For Collaborative Filtering:

X dot W + b is rating

For Content-Based Algorithms

V of user dot V of item is rating

It’s evident that throughout the course, Professor Ng has imparted the concepts and trained us on the application and training of models. However, the original definitions of these remains unclear.

The two formalisms are not very different, we can instead read them as:

CF: w of user dot x of movie + b of user is rating

CB: v of user dot v of movie is rating

The only apparent difference here is the inclusion of a bias term in CF.

A less apparent difference here is that,

CF starts from NO given user or movie features, whereas

CB starts from given user and movie features.

What CB does is to train a network that converts those given features non-linearly into the final v of user and v of movie, whereas CF just trains the w (and b) of user and x of movie out directly. This approach also explains why it is natural that there is no bias term in the CB algorithm.

While the above is about the difference between them, their most critical common step is the dotting of the embeddings (of an user and a movie).

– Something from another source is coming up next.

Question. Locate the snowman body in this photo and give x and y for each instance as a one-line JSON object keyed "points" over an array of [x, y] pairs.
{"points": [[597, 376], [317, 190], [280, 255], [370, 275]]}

The dotting defines how the comparison (among users and movies) is done. We need a mathematical operation to map “good matches” into ones and “bad matches” into zeros, and the dotting of two normalized embeddings can give us both that and a wonderful interpretation of that math operation in terms of similarity. Under such interpretation, similar users and movies stay close in the embedding space created by the neural network, while dissimilar ones far away from each other, so that such interpretation can give us a sense that, if the users/movies have very variable characteristics, we will need a larger embedding space to accommodate them, because we need more space for the algorithm to separate dissimilar ones apart.

@rmwkwok Thank you for your response. Regrettably, my query has not been addressed. The model definition is quite clear to me, maybe my question is still unclear, let me rephrase:

For Collaborative Filtering:

Why canX dot W + b be represented as the rating ?

For Content-Based Algorithms

Why can V of user dot V of item be represented as the rating ?

(1) why can’t they, or
(2) what instead can? or
(3) what criteria are needed? or
(4) in the house pricing problem in the previous MLS courses, why can w dot x + b represent house prices?

I need to know your perspective and not just the questions.

It would be very helpful if you can elaborate on any one of them, or more of them if possible.

Try to share your view. I know it’s your question,
but I would also like to know how you see things.

Of all the linear regression models you have built, why do any of them represent the labels they are trained to represent? Can you give an example and try to tell us anything that convinced you?

Hi @Chris.X, I am just starting with ML, so my answer on the basis on my understanding.

I think the dot product represents the rating because we train the model to represent it. We calculate our loss function by comparing the dot product and actual ratings. Minimizing the loss function is just saying make the dot product close to the actual rating. So, if we train our model to make the dot product close to actual rating(of training data), for the new data, it should represent the rating.